Session Type(s): Panel
Starts: Saturday, Aug. 20 10:00 AM (Eastern)
Ends: Saturday, Aug. 20 11:00 AM (Eastern)
The work to protect our democracy is happening on every front, and impacts each of our lives in a multitude of ways. As organizers who do this work every day, it’s easy for us to see how every new voting rights bill, Supreme Court nominee, or anti-democracy state law directly affects our lives—but to build the movement, we need to make the stakes clear to people outside the movement too. In this panel, we’ll hear lessons and tactics from movement leaders who have centered real people in their work to build our movement and protect our democracy.

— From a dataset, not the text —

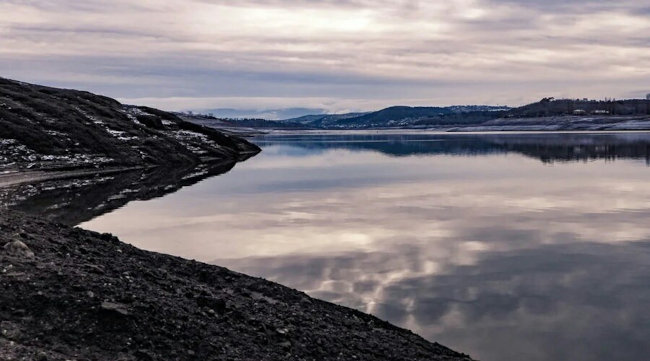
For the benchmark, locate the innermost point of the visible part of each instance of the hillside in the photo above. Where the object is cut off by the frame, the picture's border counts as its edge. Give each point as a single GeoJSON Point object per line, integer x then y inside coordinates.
{"type": "Point", "coordinates": [399, 116]}
{"type": "Point", "coordinates": [51, 128]}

Meg has been in the fight for fair courts for over seven years. They have worked with coalition partners to lead the digital organizing efforts for four Supreme Court fights and dozens of lower court judicial nominations fights.
Other sessions: Our Stories Matter: How to Center Storytelling in Your Organizing
Carlos Childs is the Fair and Secure Elections Organizer at Public Citizen. His work focuses around opposing legislation that would put our election systems on the internet, while working to pass legislation to strengthen our democracy by increasing mail in voting and use of paper ballots, expanding protections for election workers, and galvanizing grassroots activists to organize around election security. Before Public Citizen, Carlos, worked in the public and private sector as a political and union activist in the greater DC region to increase the number of registered young Black voters and bring more disenfranchised people into the political and activism space.

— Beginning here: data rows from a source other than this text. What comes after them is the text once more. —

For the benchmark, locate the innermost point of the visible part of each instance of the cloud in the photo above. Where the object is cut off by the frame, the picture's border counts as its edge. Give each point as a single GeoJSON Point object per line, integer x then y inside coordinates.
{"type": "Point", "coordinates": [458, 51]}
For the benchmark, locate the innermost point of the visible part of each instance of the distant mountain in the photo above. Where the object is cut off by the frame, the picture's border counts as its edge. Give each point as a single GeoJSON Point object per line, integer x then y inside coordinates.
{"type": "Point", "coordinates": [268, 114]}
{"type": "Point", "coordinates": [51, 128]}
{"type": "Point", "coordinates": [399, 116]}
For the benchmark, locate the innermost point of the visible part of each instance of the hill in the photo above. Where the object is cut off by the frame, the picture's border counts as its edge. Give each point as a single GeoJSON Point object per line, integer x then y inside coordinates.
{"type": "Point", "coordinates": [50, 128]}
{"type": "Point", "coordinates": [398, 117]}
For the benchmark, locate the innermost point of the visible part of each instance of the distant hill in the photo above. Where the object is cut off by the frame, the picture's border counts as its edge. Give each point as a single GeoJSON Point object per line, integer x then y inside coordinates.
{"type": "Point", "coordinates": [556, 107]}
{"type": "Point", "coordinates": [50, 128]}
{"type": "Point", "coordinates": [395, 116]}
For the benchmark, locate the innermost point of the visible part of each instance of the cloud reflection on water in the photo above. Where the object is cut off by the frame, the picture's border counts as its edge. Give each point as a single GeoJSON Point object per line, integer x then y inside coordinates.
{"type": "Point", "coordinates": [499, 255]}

Cedric Lawson (he/him) is Field Director at The Leadership Conference on Civil and Human Rights and The Leadership Conference Education Fund. The Leadership Conference is a coalition charged by its diverse membership of more than 200 national organizations to promote and protect the civil and human rights of all persons in the United States. Mr. Lawson guides a team of field managers that actively organize coalition members and local partners regarding the following issue areas: census, education equity, fighting hate and bias, and justice reform. Cedric has engaged in fair courts, judicial/executive branch nomination campaigns, and Supreme Court case mobilizations for the past nine years. Cedric has held field leadership roles in numerous Supreme Court and lower court vacancy support and opposition campaigns. Collaboratively with organizing partners at Alliance for Justice and People for the American Way, Cedric led the field mobilization for the Confirm Jackson campaign to advance the confirmation of Justice Ketanji Brown Jackson.
Before joining The Leadership Conference and The Education Fund, Cedric was the development director of the United States Student Association and its foundation as well as a field organizer for various local candidate campaigns. Cedric is also a founding member of Black Youth Project 100. Cedric started his career in Wisconsin in electoral organizing and state legislative advocacy.
Erinn D. Martin is the Director of Nominations & Cross-Cutting Policies at the National Women’s Law Center, where she leads the Law Center’s advocacy on judicial nominations and cross-cutting policy work.
Prior to joining the Law Center, she served as Senior Policy Counsel for the Lawyers’ Committee for Civil Rights Under Law. She has also served at the U.S. Department of Justice, where her work focused on consumer protection and appellate civil rights matters. She began her legal career as a legal fellow for the National Center for Law and Economic Justice.
Erinn received her J.D. from New York University School of Law, where she was a Frank J. Guarini Leaders in Government Service Scholar and a student advocate in the Brennan Center for Justice Public Policy Advocacy Clinic. She holds a B.A. from the University of Maryland and a M.S. Ed. from the University of Pennsylvania. She previously served as President of the Greater Washington Area Chapter, Women Lawyers Division of the National Bar Association (GWAC). She is licensed to practice in the District of Columbia and New York.